Marine Cpl. Felix Ordoquihandy’s name will be etched into a tablet along with 94 Japanese names and installed at the Cornerstone of Peace monument at Peace Memorial Park in Itoman city, Okinawa, June 18, 2026. (Fighting Basques)
The last of six Basque-American troops killed during the Battle of Okinawa will soon join nearly 250,000 other names on a memorial honoring those who died in one of World War II’s bloodiest fights.
Marine Cpl. Felix Ordoquihandy’s name, along with 94 Japanese names, will be etched into tablets and placed Thursday at the Cornerstone of Peace monument at Peace Memorial Park in Itoman city, Okinawa.
Ordoquihandy is the only American name to be added this year, according to Okinawa prefecture.
Pedro Oiarzabal, principal researcher for the Sancho de Beurko Association’s Fighting Basques project, had been working since 2023 to add the names of six Basque-Americans. The others are Army Staff Sgt. Joseph Uriola; Staff Sgt. Steven Sahargun; Pfc. Alejandro Itcea; Pfc. Dominique Laxague; and Marine Pvt. Lawrence Amoriza.
Through his research, he discovered all but Ordoquihandy were already inscribed, he told Stars and Stripes during a video interview Wednesday. Itcea’s first name was misspelled and will be corrected this year.
“It’s a closing of a very long episode” for the families of the six service members, Oiarzabal said from Bilbao, Spain. “They are able in a meaningful way to come to realize that their loved ones were really loved in Okinawa and they were respectfully honored in a way that they didn’t know anything about.”

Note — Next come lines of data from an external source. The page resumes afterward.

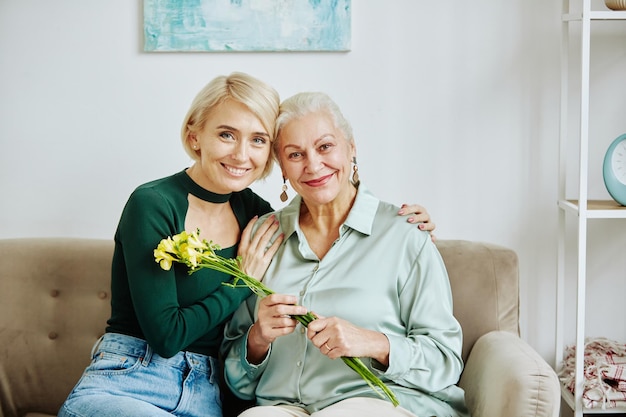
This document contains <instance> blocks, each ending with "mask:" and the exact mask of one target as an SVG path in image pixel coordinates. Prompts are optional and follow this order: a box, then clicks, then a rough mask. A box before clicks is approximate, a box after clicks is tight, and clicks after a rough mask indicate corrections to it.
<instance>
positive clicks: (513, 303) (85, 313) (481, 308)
mask: <svg viewBox="0 0 626 417" xmlns="http://www.w3.org/2000/svg"><path fill="white" fill-rule="evenodd" d="M437 247H438V248H439V251H440V252H441V255H442V257H443V259H444V262H445V263H446V267H447V269H448V274H449V276H450V283H451V285H452V294H453V298H454V313H455V315H456V317H457V318H458V320H459V321H460V322H461V326H462V327H463V333H464V345H463V358H464V359H467V357H468V355H469V353H470V350H471V348H472V346H473V345H474V342H475V341H476V340H477V339H478V338H479V337H480V336H482V335H483V334H485V333H488V332H489V331H491V330H505V331H507V332H510V333H514V334H519V329H518V322H519V304H518V264H517V256H516V254H515V252H513V251H512V250H510V249H507V248H503V247H500V246H496V245H490V244H484V243H477V242H470V241H462V240H440V241H438V242H437ZM0 254H1V256H0V417H18V416H19V417H23V416H28V417H40V416H53V415H56V413H57V411H58V409H59V407H60V406H61V404H62V403H63V401H64V400H65V398H66V397H67V395H68V394H69V392H70V390H71V389H72V387H73V386H74V385H75V384H76V382H77V381H78V379H79V378H80V375H81V373H82V371H83V369H84V368H85V366H86V365H87V364H88V363H89V359H90V358H89V352H90V351H91V347H92V345H93V344H94V343H95V341H96V340H97V339H98V338H99V337H100V336H101V335H102V333H103V332H104V329H105V326H106V320H107V319H108V317H109V314H110V293H109V291H110V271H111V259H112V255H113V242H112V241H109V240H96V239H78V238H40V239H4V240H2V239H0Z"/></svg>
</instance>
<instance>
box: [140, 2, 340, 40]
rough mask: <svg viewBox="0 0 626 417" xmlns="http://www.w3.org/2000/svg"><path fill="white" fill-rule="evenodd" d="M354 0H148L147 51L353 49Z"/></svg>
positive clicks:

Army Pfc. Alejandro Itcea’s name will be corrected on the Cornerstone of Peace Monument at Peace Memorial Park in Itoman city, Okinawa, before the 81st anniversary of the end of World War II’s Battle of Okinawa on June 23, 2026. (Fighting Basques)
The Basque traditionally hail from northern Spain and southern France. About 3 million of them live in what is referred to as Basque country, according to the U.S.-based North American Basque Organizations. Over 52,500 U.S. residents self-identified as Basque in the 2020 census.
The Cornerstone of Peace, built in 1995, displays the names of 14,012 Americans and 228,068 Japanese who died during or just after the fighting.
The Battle of Okinawa began April 1, 1945, and lasted 82 days. More than 14,000 Americans, about 110,000 Japanese troops and at least 140,000 Okinawan civilians were killed during or after the fighting.
Ordoquihandy was born in San Francisco on March 7, 1926, the son of immigrants from the Basque province of Zuberoa, France, according to his Fighting Basques biography. His father served with the U.S. Army in World War I.
He enlisted in the Marine Corps Reserve on May 20, 1944, and served with I Company, 3rd Battalion, 5th Marine Regiment, 1st Marine Division, during the battles of Peleliu and Okinawa, according to his casualty report.
He drowned July 17, 1945, at age 19 after falling from the tank landing ship USS LST 953 offshore of Okinawa, according to the report. His body was not recovered.
“[It was] a terrible tragedy after surviving two of the most terrible war incidents during the Pacific war,” Oiarzabal said.
Ordoquihandy was posthumously awarded the Bronze Star with combat “V” for his “courage and outstanding devotion to duty” as a runner on May 27, 1945, according to an article published in the San Francisco Chronicle on June 30, 1947.
Oiarzabal obtained Ordoquihandy’s casualty report and other documents via Freedom of Information Act requests and submitted them to the prefecture, which approved the addition in March.
Two of Itcea’s nieces will travel from California to Okinawa for Irei No Hi, Okinawa’s memorial day on June 23. This year marks the 81st anniversary of the battle’s end.
Ordoquihandy has no living relatives, Oiarzabal said.
“It’s the Okinawan people taking care of that name now,” he said. “So, he will never be [left alone] again.”